One of the areas that I have been intrigued in recently is Artificial Intelligence. In this post, I will discuss one the latest and most fascinating specializations within Artificial Intelligence called Deep Learning.
What is Artificial Intelligence (AI)?
AI can be understood as the capability of a machine to imitate intelligent human behavior. The term Artificial Intelligence was first coined by McCarthy in 1956. The main purpose of Artificial Intelligence is to build intelligence into the artificial artifacts. AI techniques include a variety of search algorithms including approaches like breadth-first-search (BFS), depth-first-search (DFS), iterative deepening, and A*. Machine learning is a subfield of AI (different from search) that allow a machine to “learn” from data. Deep learning is a specific approach within machine learning that has the ability to solve problems of higher complexity both effectively and efficiently, and often outperform other machine learning techniques.
What is Machine Learning (ML)?
Before we enter the world of machine learning, we need to first question the necessity of it in the first place. Analysis of the performance on a given task can be quantified in many ways such as time complexity, accuracy, and precision. Humans have limitations with regards to these parameters for certain problem types or dimensions. For instance, while the human mind is excellent at visual pattern recognition in 2D or 3D, it fails miserably in 200D!

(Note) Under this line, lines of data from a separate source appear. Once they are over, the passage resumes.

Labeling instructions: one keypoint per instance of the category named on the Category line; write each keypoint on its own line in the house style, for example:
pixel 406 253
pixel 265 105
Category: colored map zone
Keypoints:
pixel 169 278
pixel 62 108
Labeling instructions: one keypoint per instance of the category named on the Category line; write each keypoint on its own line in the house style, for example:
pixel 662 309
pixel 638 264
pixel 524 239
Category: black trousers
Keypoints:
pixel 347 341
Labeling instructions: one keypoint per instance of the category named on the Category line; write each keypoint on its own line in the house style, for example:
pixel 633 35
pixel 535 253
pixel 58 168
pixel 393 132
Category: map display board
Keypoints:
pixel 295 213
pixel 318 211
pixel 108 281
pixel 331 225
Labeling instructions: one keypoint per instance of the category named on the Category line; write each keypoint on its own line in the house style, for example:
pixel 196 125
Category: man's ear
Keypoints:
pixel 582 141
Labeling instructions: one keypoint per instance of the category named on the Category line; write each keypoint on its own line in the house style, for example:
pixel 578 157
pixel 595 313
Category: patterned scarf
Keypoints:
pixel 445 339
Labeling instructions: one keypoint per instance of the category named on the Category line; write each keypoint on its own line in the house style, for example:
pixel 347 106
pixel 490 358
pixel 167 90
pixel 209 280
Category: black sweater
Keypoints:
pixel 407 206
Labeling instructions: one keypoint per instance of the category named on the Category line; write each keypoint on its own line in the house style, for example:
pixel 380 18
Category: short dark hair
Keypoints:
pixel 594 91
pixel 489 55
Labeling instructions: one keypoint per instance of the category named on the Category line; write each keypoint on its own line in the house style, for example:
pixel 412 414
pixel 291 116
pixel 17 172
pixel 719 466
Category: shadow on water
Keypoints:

A canonical definition of machine learning given by Tom Mitchell in 1997 is, “A machine or an agent is said to learn from experience with respect to some class of tasks and a performance measure P, if the learner’s performance at tasks in the class, as measured by P, improves with experience.” This learning where the performance can be improved based on experience is called inductive learning. The basis of inductive learning goes back several centuries and is only recently that we have managed to develop more quantified methods of learning that can help us solve problems.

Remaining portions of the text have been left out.